8 Le 8 janvier 2009, une lettre ouverte adressée au président Amadou Toumani Touré, dénonce le joug de l’« ancienne puissance coloniale », un « accord de dupes », une « logique du tri et du rejet », une « France amnésique »… Lors d’un meeting au siège de l’AME, le 10 janvier 2009, un appel est lancé, qui réaffirme l’opposition des organisations de la société civile à la signature des accords.

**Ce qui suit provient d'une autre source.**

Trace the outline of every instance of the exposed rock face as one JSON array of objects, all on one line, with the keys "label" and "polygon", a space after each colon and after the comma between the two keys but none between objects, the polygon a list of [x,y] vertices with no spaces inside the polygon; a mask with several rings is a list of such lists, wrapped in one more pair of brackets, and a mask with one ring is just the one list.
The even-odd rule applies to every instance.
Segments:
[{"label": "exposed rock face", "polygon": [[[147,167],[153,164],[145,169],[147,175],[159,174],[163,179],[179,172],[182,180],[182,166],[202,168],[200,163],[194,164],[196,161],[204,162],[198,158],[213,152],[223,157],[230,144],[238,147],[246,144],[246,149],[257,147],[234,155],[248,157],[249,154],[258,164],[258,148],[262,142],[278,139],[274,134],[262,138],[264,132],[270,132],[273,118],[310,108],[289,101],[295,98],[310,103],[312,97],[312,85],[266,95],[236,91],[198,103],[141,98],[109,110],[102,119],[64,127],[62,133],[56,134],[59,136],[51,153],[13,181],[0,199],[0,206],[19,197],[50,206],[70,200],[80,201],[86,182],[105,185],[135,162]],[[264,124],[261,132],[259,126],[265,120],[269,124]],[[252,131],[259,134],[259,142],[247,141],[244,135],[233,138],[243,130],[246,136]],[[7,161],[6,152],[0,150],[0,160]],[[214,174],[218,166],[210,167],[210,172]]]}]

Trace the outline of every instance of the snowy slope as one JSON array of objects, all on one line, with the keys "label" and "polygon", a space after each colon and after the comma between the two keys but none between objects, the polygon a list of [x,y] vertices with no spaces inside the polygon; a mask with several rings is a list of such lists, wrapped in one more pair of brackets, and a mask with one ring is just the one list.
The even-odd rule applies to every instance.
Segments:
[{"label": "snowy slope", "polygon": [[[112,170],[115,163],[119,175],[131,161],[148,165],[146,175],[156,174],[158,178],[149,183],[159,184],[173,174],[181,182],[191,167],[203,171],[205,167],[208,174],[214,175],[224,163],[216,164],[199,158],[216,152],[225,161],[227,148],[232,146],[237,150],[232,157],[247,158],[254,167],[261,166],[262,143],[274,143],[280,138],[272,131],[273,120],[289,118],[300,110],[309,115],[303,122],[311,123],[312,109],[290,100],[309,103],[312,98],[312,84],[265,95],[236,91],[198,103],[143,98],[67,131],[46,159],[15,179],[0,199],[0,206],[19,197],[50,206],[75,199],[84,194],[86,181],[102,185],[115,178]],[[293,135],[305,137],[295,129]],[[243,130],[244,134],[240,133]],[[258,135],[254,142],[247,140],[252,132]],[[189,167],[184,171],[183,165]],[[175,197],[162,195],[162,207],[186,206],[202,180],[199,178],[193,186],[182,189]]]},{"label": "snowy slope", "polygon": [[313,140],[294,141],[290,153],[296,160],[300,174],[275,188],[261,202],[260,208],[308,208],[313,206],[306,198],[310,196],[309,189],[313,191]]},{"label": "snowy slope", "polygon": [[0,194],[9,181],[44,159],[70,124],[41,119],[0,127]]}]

L’idée d’une résistance proprement malienne est un des ressorts de la contestation et elle prend un tour victorieux lorsqu’elle obtient gain de cause. Ce refus du gouvernement est devenu un symbole des résistances que peuvent opposer certains États à l’imposition des politiques migratoires, la campagne qui l’a précédé a aussi fait la démonstration de l’efficacité des mobilisations conjointes entre pays de séjour et pays d’origine. Des collectifs de sans-papiers en France, le Haut Conseil des Maliens de l’extérieur au Mali (une instance représentative de la diaspora malienne), des associations d’expulsés au Mali et des associations et réseaux de défense des droits des migrants en Europe et en Afrique se sont retrouvés dans cette campagne. En janvier 2009, des membres de la Coordination Sans-Papiers 75 interviennent en direct depuis Paris dans une émission de la radio rurale de Kayes, première région de migration au Mali, pour exhorter les Maliens à se dresser contre la signature de ces accords, annoncée comme imminente. Des manifestations se succèdent en France et au Mali. Le 7 janvier 2009, la Coordination Sans-Papiers 75 appelle à un rassemblement général devant le consulat du Mali à Paris en dénonçant ces accords. Le lendemain, à Kayes, un collectif d’associations organise une marche où convergent plusieurs centaines de personnes, derrière des banderoles affichant ces slogans : « Non à l’accord de gestion concertée des flux migratoires ne tenant pas compte de la dignité humaine et du libre choix des citoyens du monde », « Nous demandons la régularisation de tous les "sans-papiers" déjà en place en France ! » En France, l’association Droits Devant !! organise plusieurs manifestations devant les consulats.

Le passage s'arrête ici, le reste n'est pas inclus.